Do Clams Bite?
Chapter 12: On the Sizes of Clams
YOU CAN READ THE FIRST HALF
MORE SHORT DIGRESSION, this time on the sizes of clams. When the
day’s clamming is over, the clammy culls the clams, sorting them by size.
There are four sizes of Mercenaria mercenaria in the wild: seeds,
littlenecks, cherrystones, and chowder clams.
If you have an adult hand and close your thumb and forefinger to make an oval, you will have defined the approximate size of a littleneck. Littlenecks are the youngest, tenderest of the legal sizes. They should be eaten as they are, raw, or cooked only very briefly. No one with a sense of the fitness of things would ever use them for chowder. Anything smaller than a littleneck is a seed, a clam too young to take. The culler should throw those back into the bay, but many a clammy will tell you that the little ones go very nicely as a snack with a beer. The shells of littlenecks have few practical uses, but they are perfect for crafting handsome whatnots to fill the shelves in your living room, and they make nice jewelry.

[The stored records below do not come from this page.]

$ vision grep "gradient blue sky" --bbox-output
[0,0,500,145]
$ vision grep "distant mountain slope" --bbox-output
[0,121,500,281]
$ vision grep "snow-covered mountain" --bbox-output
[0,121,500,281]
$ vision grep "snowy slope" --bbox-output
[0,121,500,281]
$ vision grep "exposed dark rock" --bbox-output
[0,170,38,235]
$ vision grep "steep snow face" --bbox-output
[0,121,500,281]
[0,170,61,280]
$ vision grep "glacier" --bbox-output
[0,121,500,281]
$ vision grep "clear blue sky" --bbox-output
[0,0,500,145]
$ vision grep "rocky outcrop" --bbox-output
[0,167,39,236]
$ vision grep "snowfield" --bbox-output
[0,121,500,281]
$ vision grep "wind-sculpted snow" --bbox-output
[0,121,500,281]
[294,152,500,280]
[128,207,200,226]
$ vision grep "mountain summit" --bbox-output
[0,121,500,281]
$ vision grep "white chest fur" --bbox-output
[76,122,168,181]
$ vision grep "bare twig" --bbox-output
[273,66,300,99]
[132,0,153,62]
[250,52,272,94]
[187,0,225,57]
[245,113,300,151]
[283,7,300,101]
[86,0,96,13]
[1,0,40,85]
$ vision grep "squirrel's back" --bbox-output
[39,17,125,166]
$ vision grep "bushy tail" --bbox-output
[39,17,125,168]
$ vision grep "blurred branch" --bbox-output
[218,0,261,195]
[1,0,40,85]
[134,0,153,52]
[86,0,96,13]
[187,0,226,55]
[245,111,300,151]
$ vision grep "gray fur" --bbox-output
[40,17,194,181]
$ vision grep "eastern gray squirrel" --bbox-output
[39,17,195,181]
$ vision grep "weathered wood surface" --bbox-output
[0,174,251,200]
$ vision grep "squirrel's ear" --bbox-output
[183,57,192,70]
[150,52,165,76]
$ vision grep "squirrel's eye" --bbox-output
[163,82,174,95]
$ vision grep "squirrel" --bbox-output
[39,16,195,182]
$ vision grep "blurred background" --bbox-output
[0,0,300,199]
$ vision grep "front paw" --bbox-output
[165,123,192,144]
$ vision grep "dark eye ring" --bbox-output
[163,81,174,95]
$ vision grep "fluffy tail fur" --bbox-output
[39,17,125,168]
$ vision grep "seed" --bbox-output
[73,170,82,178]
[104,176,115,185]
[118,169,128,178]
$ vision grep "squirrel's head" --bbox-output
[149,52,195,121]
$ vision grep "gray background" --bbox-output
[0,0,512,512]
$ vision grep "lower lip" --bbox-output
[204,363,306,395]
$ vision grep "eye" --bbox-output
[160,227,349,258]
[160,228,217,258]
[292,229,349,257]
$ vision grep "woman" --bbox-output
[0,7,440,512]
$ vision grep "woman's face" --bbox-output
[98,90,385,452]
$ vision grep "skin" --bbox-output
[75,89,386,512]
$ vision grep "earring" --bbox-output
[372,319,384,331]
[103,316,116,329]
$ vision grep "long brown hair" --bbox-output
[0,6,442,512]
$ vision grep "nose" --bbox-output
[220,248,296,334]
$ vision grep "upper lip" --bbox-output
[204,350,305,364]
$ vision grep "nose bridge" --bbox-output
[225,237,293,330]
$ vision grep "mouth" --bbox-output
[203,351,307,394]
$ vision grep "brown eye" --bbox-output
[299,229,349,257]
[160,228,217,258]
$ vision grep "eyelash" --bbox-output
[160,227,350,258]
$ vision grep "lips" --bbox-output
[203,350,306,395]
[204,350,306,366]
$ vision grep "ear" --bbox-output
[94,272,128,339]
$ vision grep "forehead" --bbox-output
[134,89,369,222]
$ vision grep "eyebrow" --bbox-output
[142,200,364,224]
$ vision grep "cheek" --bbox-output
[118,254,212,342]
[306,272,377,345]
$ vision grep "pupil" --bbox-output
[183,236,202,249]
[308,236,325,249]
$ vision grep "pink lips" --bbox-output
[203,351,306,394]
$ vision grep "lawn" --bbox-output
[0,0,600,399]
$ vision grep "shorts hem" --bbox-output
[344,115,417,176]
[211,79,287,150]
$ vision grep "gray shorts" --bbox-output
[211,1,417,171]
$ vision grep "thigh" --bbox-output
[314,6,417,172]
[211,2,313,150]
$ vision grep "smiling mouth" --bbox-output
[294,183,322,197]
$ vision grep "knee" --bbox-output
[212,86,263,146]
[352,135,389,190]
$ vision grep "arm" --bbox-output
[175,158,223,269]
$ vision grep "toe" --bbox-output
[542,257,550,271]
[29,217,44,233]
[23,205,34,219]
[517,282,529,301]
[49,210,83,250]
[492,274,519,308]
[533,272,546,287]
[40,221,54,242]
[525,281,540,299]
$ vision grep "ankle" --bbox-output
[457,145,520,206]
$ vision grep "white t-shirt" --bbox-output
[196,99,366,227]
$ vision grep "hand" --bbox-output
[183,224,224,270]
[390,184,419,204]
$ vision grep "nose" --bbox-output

If you form another oval with your thumb and forefinger, leaving a gap of about an inch this time, you will have defined the upper limit of a cherrystone. Cherrystones are good for everything. You can eat them raw or steam them or use them in a sauce for pasta, and you can use them in chowder if you’re expecting company, elegant company: tall, slim men in dinner jackets, long-stemmed and angular women in silk. The shells are really a little large for earrings, and a little small for ashtrays, unless you’re having an elegant little dinner party with the people mentioned above. Most cherrystone shells end up as driveway topping, but quite a few are made into knickknacks and whatnots by people who have somewhat larger knickknack or whatnot shelves than the people who make their knickknacks and whatnots from littleneck shells.
Anything larger than a cherrystone is a chowder clam, and as its name suggests, it is really only good for chowder, and only everyday chowder at that. Now everyday chowder is nothing to sneer at, and there are many occasions when it is just the thing—cold, blustery, rainy days, for instance. Many clam fanciers consider chowder clams the most flavorful and littlenecks almost insipid; others, of course, find the littlenecks sweet and subtle and think that a mouthful of chowder clam is a lot like a mouthful of rubber bands. The shells of chowder clams are widely used as ashtrays.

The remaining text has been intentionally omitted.